For real-world testing we use some common applications and functions. We test with LightWave 3D for rendering performance, AutoGK for transcoding from DVD to AVI, and two games for gaming testing.
Rendering of 3D Animation is a system intensive endeavor. You need a good CPU, memory and HDD speed to get good rendering times. For our testing we use LightWave 3D. This software from Newtek is an industry standard and has several pre-loaded scenes for us to use.
Lightwave 3D scores are pretty good in reality. What you are seeing here is a 2.4GHz CPU (well eight of them) running almost as fast as a 3.33GHz CPU. The extra two cores and 4 threads come into play here while the lack of memory per CPU and the slower HDD performance brings us back down.
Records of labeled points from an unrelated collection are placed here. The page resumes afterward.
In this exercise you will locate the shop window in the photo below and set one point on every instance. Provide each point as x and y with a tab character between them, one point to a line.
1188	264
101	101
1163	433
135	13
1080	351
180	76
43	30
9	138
AutoGK stands for Auto Gordian Knot; it is a suite of transcoding tools that are compiled into an easy to install and use utility. It allows you to transcode non-protected DVDs and other media to Xvid or Divx format. For our testing purposes we use a non-DRM restricted movie that is roughly 2 hours in length. This is transcoded to a single Xvid AVI at 100% quality.
Our numbers here represent a few things. The first is the slower HDD speed, as the DVD has to move data through the same controller it is likely that this reduced the overall performance. We also have a feeling that AutoGK, although multi-threaded, cannot deal with the extra CPU. It would seem that we are only seeing the results from one 2.4GHz CPU.